4. Questions fréquentes
Un salarié à temps plein peut-il refuser l'annualisation ?
Non. Pour les salariés à temps plein, la mise en place de l'annualisation ne constitue pas une modification du contrat de travail : ils ne peuvent donc pas s'y opposer, contrairement aux salariés à temps partiel.
À partir de combien d'heures se déclenchent les heures supplémentaires ?
Le principe est que toute heure effectuée au-delà de 1607 heures sur la période de référence constitue une heure supplémentaire. Ce seuil peut toutefois être réévalué à la baisse en cas d'absence, ou être apprécié au fur et à mesure lorsque l'amplitude haute prévue par l'accord est dépassée.

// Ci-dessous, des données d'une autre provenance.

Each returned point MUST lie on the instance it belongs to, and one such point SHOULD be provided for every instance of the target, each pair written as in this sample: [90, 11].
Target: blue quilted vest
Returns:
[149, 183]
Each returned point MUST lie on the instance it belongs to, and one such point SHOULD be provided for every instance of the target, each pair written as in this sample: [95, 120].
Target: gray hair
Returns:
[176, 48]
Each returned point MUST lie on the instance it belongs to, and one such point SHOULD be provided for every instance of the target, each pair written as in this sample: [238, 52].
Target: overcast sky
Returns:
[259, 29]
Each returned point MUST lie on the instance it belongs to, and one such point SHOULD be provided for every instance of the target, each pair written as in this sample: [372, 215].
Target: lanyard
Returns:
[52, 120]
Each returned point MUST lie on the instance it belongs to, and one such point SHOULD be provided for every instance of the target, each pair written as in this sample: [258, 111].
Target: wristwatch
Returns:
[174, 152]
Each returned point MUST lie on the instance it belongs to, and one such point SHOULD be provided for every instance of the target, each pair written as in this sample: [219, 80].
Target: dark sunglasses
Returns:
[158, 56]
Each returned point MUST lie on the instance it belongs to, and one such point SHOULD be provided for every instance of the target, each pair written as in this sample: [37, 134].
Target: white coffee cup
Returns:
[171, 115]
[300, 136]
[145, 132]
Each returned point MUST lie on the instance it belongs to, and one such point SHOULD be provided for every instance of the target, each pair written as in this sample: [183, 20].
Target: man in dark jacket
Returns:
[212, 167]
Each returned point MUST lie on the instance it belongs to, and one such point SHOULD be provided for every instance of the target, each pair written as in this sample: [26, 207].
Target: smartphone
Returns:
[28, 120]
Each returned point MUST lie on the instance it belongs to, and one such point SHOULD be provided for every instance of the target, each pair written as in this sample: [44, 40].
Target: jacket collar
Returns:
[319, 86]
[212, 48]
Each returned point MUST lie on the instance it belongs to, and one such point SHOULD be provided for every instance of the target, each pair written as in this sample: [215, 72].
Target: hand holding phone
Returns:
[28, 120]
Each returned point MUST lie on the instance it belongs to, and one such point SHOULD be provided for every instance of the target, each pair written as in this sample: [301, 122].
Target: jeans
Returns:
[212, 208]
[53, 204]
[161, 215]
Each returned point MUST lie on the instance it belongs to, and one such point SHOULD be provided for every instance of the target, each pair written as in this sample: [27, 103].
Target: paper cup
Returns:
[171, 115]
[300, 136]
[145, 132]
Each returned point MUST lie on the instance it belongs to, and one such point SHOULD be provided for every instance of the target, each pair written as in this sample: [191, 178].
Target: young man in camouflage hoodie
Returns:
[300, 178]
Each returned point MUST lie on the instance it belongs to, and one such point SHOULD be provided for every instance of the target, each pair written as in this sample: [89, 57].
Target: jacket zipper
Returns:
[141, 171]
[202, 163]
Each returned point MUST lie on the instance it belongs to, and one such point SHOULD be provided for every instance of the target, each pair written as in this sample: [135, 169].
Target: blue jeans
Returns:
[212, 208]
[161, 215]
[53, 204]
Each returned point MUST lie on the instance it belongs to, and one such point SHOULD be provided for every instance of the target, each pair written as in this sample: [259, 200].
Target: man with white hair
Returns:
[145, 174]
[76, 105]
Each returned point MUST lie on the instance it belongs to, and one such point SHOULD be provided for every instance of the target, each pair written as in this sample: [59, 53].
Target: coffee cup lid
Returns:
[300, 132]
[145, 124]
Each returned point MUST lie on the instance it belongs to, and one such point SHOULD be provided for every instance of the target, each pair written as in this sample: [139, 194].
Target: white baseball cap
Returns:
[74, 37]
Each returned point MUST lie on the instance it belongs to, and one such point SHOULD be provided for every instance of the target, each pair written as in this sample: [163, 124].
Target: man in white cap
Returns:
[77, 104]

Comment les congés et fériés sont-ils comptés ?
Les jours de congés et les fériés chômés comptent pour 0 heure de travail effectif, qu'ils soient ou non payés. Seules les heures de présence effectives sont comptabilisées pour vérifier l'atteinte des 1607 heures.
Fiche rédigée par le service juridique de Paie & RH Solutions — Dernière mise à jour le 15/06/2026.